Убийственные большие данные - страница 18
Благодаря этому подходу мы чувствовали себя в безопасности – по крайней мере, в относительной безопасности. Я помню грандиозное событие, когда мы торжественно встречали архитекторов здания, которое вот-вот должно было рухнуть. Фирма приветствовала Алана Гринспена, бывшего председателя Федеральной резервной системы, и Роберта Рубина, бывшего министра финансов и председателя Goldman Sachs. Рубин в 1999 году настоял на пересмотре закона Гласса – Стиголла, принятого еще в эпоху Великой депрессии. Отмена закона, запрещавшего банкам заниматься инвестиционной деятельностью, запустила в течение последующего десятилетия настоящую оргию спекуляций. Банки и раньше могли генерировать кредиты (многие из которых были ничем не обеспечены) и предлагать их клиентам в форме ценных бумаг. Это не было чем-то необычным и могло рассматриваться как одна из банковских услуг. Однако теперь, когда закон Гласса – Стиголла был отменен, банки могли – и иногда пользовались этой возможностью – играть против тех самых ценных бумаг, которые продавали своим клиентам. Это создавало огромные риски – и бесконечный инвестиционный потенциал для хедж-фондов. В конце концов, мы ставили на движение рынка, вверх или вниз, и движения эти порой были весьма бурными.
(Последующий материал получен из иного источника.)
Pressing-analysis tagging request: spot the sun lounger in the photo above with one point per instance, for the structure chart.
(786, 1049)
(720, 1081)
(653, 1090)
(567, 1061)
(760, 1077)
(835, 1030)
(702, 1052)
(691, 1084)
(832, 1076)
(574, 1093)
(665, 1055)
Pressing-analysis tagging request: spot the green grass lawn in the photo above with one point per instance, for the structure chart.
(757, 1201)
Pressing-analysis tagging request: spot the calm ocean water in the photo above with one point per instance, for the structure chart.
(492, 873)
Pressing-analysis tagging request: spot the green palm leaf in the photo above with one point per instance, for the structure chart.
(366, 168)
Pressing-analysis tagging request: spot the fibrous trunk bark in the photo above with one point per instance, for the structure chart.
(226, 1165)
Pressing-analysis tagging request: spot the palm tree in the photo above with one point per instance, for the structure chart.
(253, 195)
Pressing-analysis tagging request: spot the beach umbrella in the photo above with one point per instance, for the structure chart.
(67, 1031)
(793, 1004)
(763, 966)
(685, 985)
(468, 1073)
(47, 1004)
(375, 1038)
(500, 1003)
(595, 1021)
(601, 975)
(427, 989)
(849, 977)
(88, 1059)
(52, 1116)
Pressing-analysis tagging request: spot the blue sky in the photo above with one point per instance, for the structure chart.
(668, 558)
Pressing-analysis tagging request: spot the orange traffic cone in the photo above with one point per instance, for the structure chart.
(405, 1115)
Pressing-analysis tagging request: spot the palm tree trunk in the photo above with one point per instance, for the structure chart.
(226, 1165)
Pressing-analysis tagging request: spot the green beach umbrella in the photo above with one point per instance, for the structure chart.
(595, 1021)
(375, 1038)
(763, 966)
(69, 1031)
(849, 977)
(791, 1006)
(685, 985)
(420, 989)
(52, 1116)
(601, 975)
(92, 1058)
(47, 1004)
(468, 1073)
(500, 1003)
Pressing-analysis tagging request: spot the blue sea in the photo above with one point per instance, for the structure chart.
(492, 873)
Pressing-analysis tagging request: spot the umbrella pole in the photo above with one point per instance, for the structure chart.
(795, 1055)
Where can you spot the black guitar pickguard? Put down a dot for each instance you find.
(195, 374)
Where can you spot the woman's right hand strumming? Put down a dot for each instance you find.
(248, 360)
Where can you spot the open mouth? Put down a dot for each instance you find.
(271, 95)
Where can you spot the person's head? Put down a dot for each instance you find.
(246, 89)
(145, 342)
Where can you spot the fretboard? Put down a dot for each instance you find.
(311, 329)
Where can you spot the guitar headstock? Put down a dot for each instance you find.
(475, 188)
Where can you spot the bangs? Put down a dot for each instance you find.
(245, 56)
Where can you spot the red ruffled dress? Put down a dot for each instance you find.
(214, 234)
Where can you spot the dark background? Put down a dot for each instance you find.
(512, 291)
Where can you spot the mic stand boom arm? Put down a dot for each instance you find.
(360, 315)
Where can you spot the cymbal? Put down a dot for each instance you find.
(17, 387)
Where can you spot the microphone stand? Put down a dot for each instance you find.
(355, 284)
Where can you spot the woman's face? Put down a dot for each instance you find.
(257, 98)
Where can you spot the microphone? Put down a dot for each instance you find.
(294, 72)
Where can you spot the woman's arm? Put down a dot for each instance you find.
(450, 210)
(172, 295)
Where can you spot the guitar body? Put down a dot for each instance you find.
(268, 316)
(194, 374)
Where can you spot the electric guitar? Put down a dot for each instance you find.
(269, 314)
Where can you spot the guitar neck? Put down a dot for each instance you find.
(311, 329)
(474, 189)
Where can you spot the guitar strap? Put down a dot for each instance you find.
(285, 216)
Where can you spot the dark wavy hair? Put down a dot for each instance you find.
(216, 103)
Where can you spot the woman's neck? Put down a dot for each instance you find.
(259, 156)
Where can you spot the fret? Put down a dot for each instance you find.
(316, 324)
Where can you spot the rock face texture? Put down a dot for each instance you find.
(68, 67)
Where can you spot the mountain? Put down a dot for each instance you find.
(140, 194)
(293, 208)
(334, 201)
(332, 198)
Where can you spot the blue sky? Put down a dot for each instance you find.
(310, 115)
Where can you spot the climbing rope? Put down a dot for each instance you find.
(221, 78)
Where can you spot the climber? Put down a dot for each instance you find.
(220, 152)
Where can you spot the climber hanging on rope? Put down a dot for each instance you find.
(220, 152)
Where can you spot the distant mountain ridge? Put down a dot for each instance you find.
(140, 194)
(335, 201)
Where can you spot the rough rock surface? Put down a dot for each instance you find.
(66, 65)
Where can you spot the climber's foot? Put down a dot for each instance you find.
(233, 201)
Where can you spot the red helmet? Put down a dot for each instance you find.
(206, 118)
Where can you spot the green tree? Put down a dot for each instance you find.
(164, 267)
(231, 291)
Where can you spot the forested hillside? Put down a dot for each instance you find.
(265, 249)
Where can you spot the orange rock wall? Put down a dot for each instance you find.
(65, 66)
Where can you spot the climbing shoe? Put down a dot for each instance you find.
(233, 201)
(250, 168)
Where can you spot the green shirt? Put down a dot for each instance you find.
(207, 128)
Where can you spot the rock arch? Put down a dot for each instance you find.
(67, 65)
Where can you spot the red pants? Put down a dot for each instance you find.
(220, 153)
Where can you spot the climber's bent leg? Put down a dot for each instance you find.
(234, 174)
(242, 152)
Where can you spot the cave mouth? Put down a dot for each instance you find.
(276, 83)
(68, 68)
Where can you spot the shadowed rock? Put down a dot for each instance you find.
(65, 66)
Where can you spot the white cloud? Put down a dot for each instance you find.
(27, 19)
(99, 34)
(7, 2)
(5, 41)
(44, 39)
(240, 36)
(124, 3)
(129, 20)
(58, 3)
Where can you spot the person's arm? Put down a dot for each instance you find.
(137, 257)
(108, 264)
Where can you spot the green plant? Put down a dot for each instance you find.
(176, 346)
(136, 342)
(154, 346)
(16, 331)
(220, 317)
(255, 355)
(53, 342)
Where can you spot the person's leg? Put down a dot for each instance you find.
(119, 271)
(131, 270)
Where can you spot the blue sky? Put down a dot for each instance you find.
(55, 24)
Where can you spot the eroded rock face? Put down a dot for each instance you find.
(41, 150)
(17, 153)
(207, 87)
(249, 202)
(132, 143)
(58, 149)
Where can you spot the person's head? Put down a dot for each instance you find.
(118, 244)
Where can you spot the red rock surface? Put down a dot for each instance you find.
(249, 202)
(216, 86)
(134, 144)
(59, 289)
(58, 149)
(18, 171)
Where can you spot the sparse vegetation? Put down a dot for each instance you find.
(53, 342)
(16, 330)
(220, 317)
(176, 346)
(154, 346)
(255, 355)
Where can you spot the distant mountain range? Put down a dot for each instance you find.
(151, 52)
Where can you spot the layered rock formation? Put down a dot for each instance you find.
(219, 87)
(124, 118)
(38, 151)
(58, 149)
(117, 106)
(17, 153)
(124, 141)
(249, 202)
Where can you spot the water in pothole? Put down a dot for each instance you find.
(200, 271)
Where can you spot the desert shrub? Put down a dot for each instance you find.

На приеме в фонде Шоу Гринспен предупредил нас о надвигающихся проблемах с ипотечными ценными бумагами. Это воспоминание преследовало меня, когда я осознала через пару лет, что Рубин, который в то время работал в Citigroup, играл решающую роль в комплектации огромного портфеля этих самых токсичных контрактов, что и послужило основной причиной, по которой Citigroup позже пришлось предоставить финансовую помощь от государства – то есть за счет налогоплательщиков.
Рядом с этими двумя сидел протеже Рубина и наш временный партнер Ларри Саммерс. Он вслед за Рубином пришел работать в Министерство финансов, а затем стал президентом Гарвардского университета. Однако Саммерс не смог наладить отношения с преподавательским составом. Отчасти профессора ополчились на Саммерса после его заявления, что малое число женщин-ученых в математике и других точных науках – это, возможно, следствие генетической неполноценности, или, как он сформулировал, «неравного распределения врожденных способностей».
После того как Саммерс ушел с поста президента Гарварда, он оказался в фонде Шоу. И я помню момент, когда наш основатель Дэвид Шоу обратился к этой престижной троице и пошутил, что перемещение Саммерса из Гарварда в D. E. Shaw можно считать «продвижением по карьерной лестнице». Потому что рынки могут бурлить, но фонд Шоу все равно остается на вершине мира.
Однако по мере углубления кризиса партнеры D. E. Shaw слегка растеряли свою самоуверенность. В конце концов проблемные рынки оказались взаимосвязанными. Например, уже циркулировали слухи об уязвимости банка Lehman Brothers, который владел 20 % фонда D. E. Shaw и осуществлял многие из наших трансакций. Чем больше раскачивались рынки, тем менее спокойной становилась обстановка в офисе фонда. Мы могли анализировать и производить расчеты самым лучшим образом, но что, если устрашающее завтра не будет похоже ни на один из вчерашних дней? Что, если это завтра принесет что-то совершенно новое и иное?
Это не могло не беспокоить, потому что математические модели, по сути своей, основаны на прошлом опыте – и на предположении, что паттерны будут повторяться. Но прошло совсем немного времени, и группа фондовых акций ликвидировала свои активы – и весьма высокой ценой. Затем прекратился активный набор на работу новых аналитиков (в результате которого я когда-то оказалась в этой фирме). Хотя люди еще пытались подшучивать над этой новой атмосферой, чувство страха неуклонно нарастало. Всеобщее внимание было сосредоточено на секьюритизированных продуктах, особенно на ценных бумагах с ипотечным покрытием, о которых нас предупреждал Гринспен.
В течение десятилетий ипотечные ценные бумаги были символом отсутствия риска. Они были скучными финансовыми инструментами, которые как отдельные люди, так и инвестиционные фонды использовали, чтобы разнообразить собственные портфели (идея заключалась в том, что разнообразие инструментов может нейтрализовать риски). В каждом ипотечном кредите есть потенциал дефолта: владелец дома может объявить о банкротстве, и это значит, что банк не вернет себе выданные в кредит средства. На другом конце шкалы находится ситуация, когда заемщик выплачивает ипотеку раньше положенного, обрывая тем самым череду платежей с процентами.